Le problème est renforcé par ce qui précède. Depuis plusieurs semaines, Spalletti explique vouloir une équipe capable de contrôler ses distances, de compenser les mouvements et de changer de système sans perdre son équilibre. Or Sassuolo a montré exactement l’inverse dès que la rencontre est devenue émotionnelle. Certains observateurs lui reprochent aussi son insistance avec Kolo Muani malgré son manque d’impact, plusieurs joueurs utilisés hors de leurs zones naturelles et une équipe encore difficile à lire malgré de longs mois de travail.
Non piangere… #spalletti #sassuolojuve #skycalcioclub pic.twitter.com/fwXUWW0Bbt
— DanilodaFiumicino (@dafiumicino) September 13, 2026
La nervosité du post-match n’a rien arrangé
La séquence avec Giovanni Guardalà sur Sky a ajouté de l’huile sur le feu. Lorsque le journaliste a commencé son analyse, Spalletti l’a interrompu par un « Ne pleure pas, ne pleure pas » qui a surpris son interlocuteur. L’échange a immédiatement alimenté les critiques sur les réseaux, où certains supporters ont vu davantage de nervosité que d’ironie.
🚨⚪️⚫️ Juventus CEO Carnevali: “We are not planning any change of manager. Luciano Spalletti is an extraordinary coach”.

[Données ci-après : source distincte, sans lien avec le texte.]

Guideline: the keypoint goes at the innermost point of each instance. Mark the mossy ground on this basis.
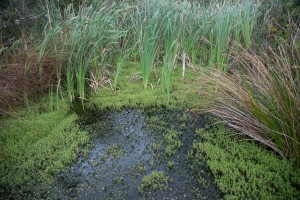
(130, 92)
(37, 144)
(243, 169)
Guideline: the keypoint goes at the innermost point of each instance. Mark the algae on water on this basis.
(156, 181)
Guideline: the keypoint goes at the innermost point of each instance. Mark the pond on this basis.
(138, 154)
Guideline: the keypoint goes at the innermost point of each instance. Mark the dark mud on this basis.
(131, 144)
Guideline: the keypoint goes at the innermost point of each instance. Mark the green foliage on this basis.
(261, 99)
(243, 170)
(37, 146)
(155, 180)
(132, 95)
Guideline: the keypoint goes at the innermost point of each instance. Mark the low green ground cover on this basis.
(37, 144)
(132, 94)
(243, 169)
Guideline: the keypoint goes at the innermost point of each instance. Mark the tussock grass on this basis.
(87, 40)
(261, 98)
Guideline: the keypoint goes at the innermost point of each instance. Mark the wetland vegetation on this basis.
(150, 99)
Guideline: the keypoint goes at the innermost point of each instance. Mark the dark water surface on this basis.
(122, 154)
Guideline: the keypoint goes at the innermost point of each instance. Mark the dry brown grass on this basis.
(261, 97)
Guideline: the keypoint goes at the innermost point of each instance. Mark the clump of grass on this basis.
(243, 169)
(261, 98)
(87, 38)
(149, 37)
(155, 180)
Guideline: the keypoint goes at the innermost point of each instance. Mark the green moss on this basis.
(243, 170)
(38, 145)
(140, 169)
(115, 151)
(155, 180)
(170, 165)
(132, 93)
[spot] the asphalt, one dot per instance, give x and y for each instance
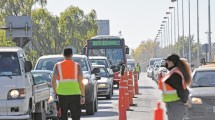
(146, 103)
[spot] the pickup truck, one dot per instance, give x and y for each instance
(47, 62)
(20, 98)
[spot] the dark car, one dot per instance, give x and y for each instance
(43, 76)
(90, 81)
(105, 84)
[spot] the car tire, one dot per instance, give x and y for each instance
(109, 95)
(90, 108)
(96, 105)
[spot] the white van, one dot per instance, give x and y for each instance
(20, 98)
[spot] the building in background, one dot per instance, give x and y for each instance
(103, 27)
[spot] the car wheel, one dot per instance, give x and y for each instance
(96, 105)
(109, 95)
(90, 108)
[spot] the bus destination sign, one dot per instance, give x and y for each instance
(97, 43)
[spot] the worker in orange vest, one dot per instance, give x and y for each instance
(174, 87)
(70, 89)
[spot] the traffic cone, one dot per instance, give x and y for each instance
(158, 112)
(136, 82)
(127, 102)
(131, 89)
(122, 106)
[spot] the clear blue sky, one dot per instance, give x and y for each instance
(138, 19)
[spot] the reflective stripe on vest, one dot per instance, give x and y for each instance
(169, 94)
(68, 78)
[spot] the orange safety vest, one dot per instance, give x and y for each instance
(169, 94)
(68, 78)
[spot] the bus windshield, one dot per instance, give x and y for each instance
(115, 55)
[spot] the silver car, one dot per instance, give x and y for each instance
(202, 95)
(105, 84)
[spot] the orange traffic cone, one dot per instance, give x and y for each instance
(136, 82)
(131, 89)
(158, 113)
(122, 105)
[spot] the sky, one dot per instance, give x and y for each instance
(140, 20)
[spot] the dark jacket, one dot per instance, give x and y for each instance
(175, 81)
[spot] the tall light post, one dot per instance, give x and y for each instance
(174, 24)
(198, 51)
(183, 28)
(168, 36)
(190, 57)
(165, 29)
(171, 28)
(209, 31)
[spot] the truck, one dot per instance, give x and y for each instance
(20, 97)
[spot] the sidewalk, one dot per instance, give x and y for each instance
(146, 101)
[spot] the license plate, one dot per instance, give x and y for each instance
(214, 109)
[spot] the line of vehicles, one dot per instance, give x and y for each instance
(27, 94)
(202, 95)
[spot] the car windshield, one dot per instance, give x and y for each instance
(204, 78)
(41, 77)
(99, 62)
(9, 64)
(49, 63)
(103, 72)
(114, 55)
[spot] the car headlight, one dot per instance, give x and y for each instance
(16, 94)
(196, 100)
(51, 98)
(102, 85)
(85, 81)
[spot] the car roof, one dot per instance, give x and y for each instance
(41, 71)
(10, 49)
(98, 66)
(97, 57)
(59, 56)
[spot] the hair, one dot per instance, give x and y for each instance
(184, 67)
(67, 52)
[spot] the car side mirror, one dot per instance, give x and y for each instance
(28, 66)
(113, 66)
(127, 50)
(111, 75)
(95, 71)
(98, 78)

“Changing the coach is not part of my usual plans”, told Radio Anch’io lo sport. pic.twitter.com/2AsqQtMtsa
— Fabrizio Romano (@FabrizioRomano) September 14, 2026
C’est ici que le contexte devient important. La veille, Spalletti avait refusé de transformer les nombreuses blessures en excuses, affirmant que la Juventus devait « aller au-delà de tout ». Après Sassuolo, il devient donc difficile de se réfugier derrière l’infirmerie, même si elle explique évidemment une partie des difficultés actuelles.

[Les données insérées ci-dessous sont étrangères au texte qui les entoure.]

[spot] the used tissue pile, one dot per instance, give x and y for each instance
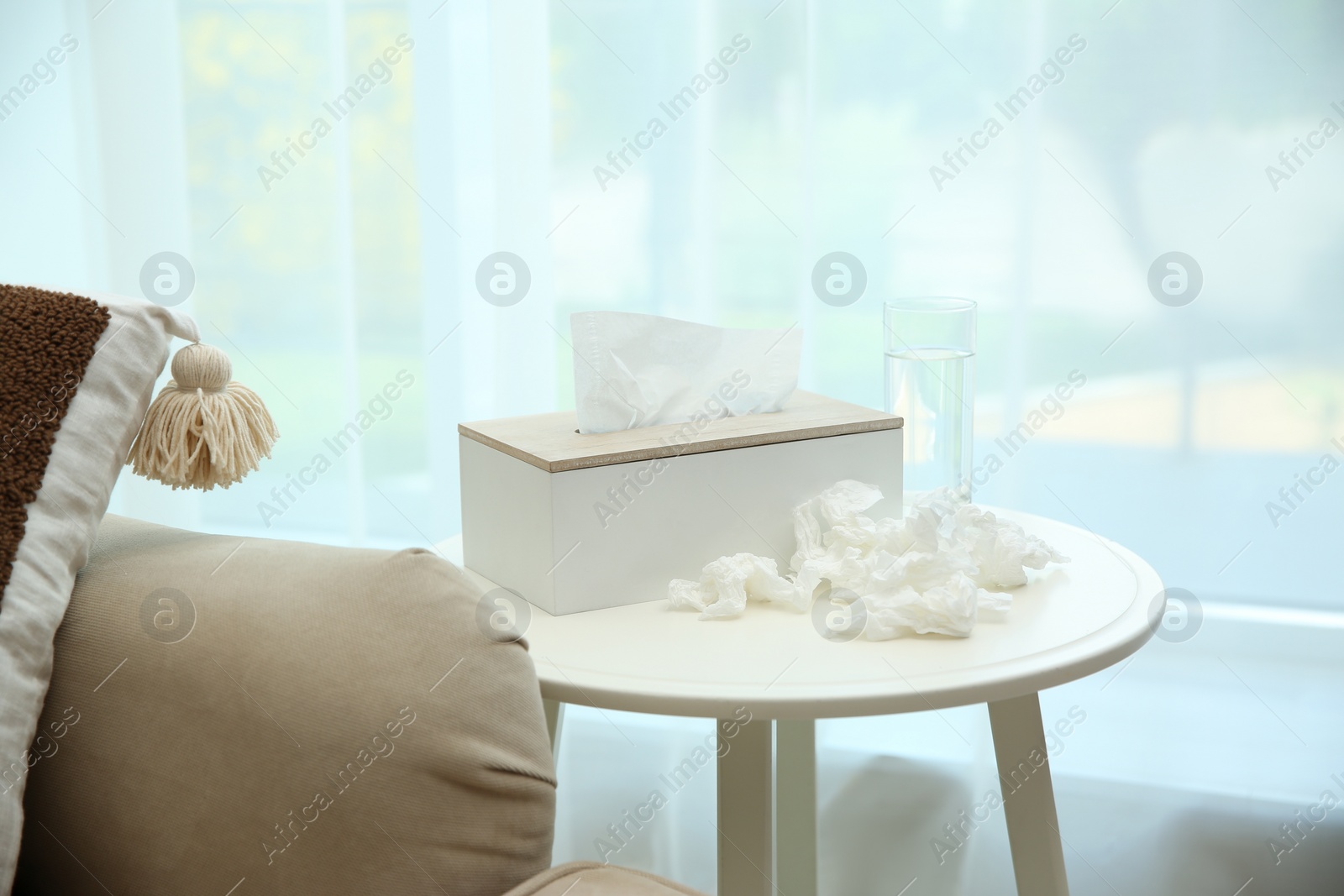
(927, 573)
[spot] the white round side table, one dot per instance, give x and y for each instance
(773, 665)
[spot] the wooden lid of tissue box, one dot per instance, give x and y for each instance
(554, 443)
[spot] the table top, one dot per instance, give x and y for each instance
(1068, 621)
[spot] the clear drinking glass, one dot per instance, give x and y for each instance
(931, 348)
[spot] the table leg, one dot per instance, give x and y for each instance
(554, 719)
(1038, 857)
(796, 806)
(746, 808)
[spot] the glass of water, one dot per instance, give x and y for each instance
(931, 348)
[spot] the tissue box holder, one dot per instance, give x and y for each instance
(577, 523)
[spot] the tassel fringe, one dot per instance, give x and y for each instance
(203, 430)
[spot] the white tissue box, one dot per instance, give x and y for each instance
(580, 523)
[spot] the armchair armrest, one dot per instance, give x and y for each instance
(307, 718)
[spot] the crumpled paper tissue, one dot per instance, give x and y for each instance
(642, 369)
(927, 573)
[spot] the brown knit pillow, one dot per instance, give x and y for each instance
(77, 374)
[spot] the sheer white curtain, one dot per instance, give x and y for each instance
(1191, 441)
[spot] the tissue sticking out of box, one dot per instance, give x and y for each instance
(927, 573)
(640, 369)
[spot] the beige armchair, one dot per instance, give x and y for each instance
(244, 716)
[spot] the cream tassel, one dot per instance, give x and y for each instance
(203, 430)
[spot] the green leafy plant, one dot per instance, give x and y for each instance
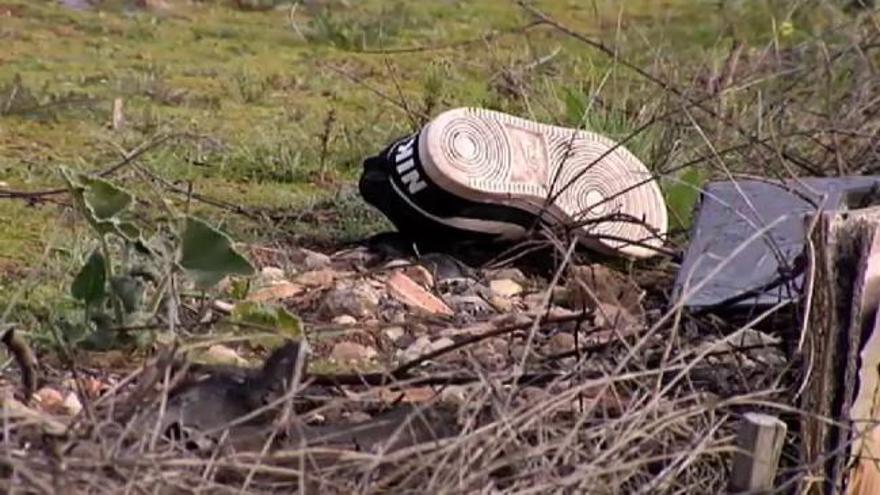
(128, 280)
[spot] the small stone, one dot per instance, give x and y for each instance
(420, 275)
(501, 304)
(271, 275)
(224, 306)
(393, 333)
(359, 300)
(505, 287)
(514, 274)
(454, 395)
(613, 316)
(357, 417)
(562, 342)
(315, 260)
(472, 305)
(317, 278)
(276, 292)
(71, 404)
(405, 290)
(220, 354)
(422, 345)
(344, 352)
(441, 343)
(534, 302)
(49, 399)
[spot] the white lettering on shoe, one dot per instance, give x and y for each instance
(409, 175)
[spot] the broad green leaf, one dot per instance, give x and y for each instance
(129, 290)
(207, 254)
(575, 106)
(105, 199)
(128, 230)
(88, 286)
(682, 195)
(101, 202)
(269, 316)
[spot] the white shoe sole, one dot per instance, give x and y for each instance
(487, 156)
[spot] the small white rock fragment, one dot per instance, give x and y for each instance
(505, 287)
(220, 354)
(422, 345)
(271, 275)
(315, 260)
(71, 404)
(344, 352)
(441, 343)
(393, 333)
(345, 320)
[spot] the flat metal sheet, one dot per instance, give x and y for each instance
(748, 235)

3 – La #Juventus ha subito tre gol dal 65′ in avanti in una gara di #SerieA per la prima volta dal 7 luglio 2020 (Milan-Juventus 4-2). Disattenzione. #SassuoloJuventus
— OptaPaolo (@OptaPaolo) September 13, 2026
Carnevali protège Spalletti, mais lui demande du temps
Giovanni Carnevali n’a toutefois lancé aucun ultimatum. Bien au contraire. Le dirigeant bianconero a qualifié Spalletti d‘« entraîneur extraordinaire, l’un des meilleurs en absolu » et assuré que changer de coach n’entrait pas dans sa philosophie. Il réclame « du temps » et « de la patience », tout en prévenant que la Juve devra encore « avaler des bouchées amères ».

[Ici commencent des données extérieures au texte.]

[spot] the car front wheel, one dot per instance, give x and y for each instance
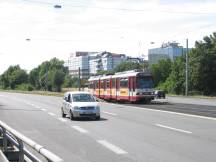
(63, 114)
(97, 118)
(71, 116)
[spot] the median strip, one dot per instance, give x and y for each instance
(175, 129)
(112, 147)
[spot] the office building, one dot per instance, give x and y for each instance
(169, 50)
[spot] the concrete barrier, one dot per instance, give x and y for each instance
(2, 157)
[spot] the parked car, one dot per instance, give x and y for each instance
(80, 104)
(159, 94)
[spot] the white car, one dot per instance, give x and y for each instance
(80, 104)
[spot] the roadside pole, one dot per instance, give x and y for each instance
(186, 69)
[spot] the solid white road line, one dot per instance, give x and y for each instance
(105, 112)
(175, 129)
(52, 114)
(164, 111)
(63, 120)
(112, 147)
(81, 130)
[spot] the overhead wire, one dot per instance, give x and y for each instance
(126, 9)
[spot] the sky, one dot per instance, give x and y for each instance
(33, 31)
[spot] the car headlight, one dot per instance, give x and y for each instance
(76, 108)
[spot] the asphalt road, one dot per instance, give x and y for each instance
(126, 133)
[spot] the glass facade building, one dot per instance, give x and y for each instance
(169, 50)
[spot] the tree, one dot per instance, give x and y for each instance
(161, 71)
(14, 76)
(49, 75)
(175, 83)
(202, 61)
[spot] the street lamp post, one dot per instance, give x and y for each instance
(186, 69)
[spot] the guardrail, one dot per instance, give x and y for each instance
(11, 138)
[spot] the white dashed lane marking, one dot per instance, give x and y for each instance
(52, 114)
(81, 130)
(171, 128)
(62, 120)
(112, 147)
(109, 113)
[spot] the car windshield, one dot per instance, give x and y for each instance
(144, 82)
(83, 98)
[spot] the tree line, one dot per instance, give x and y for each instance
(168, 75)
(50, 75)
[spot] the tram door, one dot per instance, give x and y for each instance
(131, 88)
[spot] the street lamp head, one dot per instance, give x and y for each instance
(57, 6)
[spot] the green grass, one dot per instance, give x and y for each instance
(45, 93)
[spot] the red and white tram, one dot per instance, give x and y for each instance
(130, 86)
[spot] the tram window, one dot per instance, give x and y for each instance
(96, 84)
(113, 83)
(102, 85)
(107, 84)
(124, 82)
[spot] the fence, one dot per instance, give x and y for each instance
(12, 144)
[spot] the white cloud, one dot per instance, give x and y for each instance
(101, 25)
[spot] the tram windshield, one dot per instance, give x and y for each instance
(145, 82)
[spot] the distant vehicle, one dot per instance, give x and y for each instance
(80, 104)
(132, 86)
(57, 6)
(159, 94)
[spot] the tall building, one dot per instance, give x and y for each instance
(104, 61)
(79, 60)
(92, 62)
(169, 50)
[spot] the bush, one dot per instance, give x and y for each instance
(24, 87)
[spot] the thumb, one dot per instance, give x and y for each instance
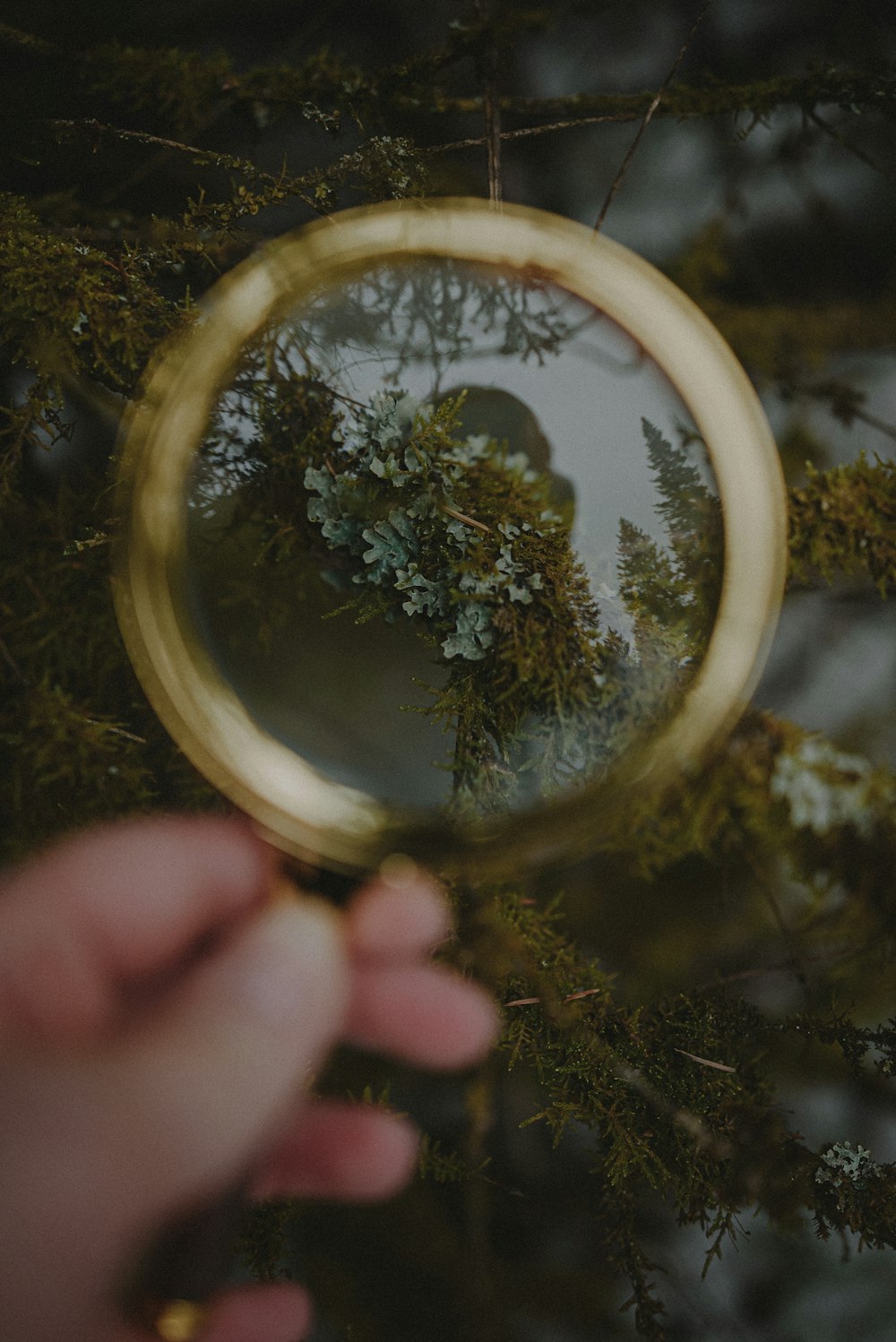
(189, 1101)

C’est précisément là que se situe aujourd’hui Spalletti : pas menacé institutionnellement, mais beaucoup moins protégé par l’enthousiasme extérieur. Sassuolo n’a pas détruit son projet. En revanche, cette défaite a retiré une partie du bénéfice du doute dont il disposait. Et avec l’Europe qui commence puis l’Atalanta qui arrive, la prochaine réponse devra venir du terrain.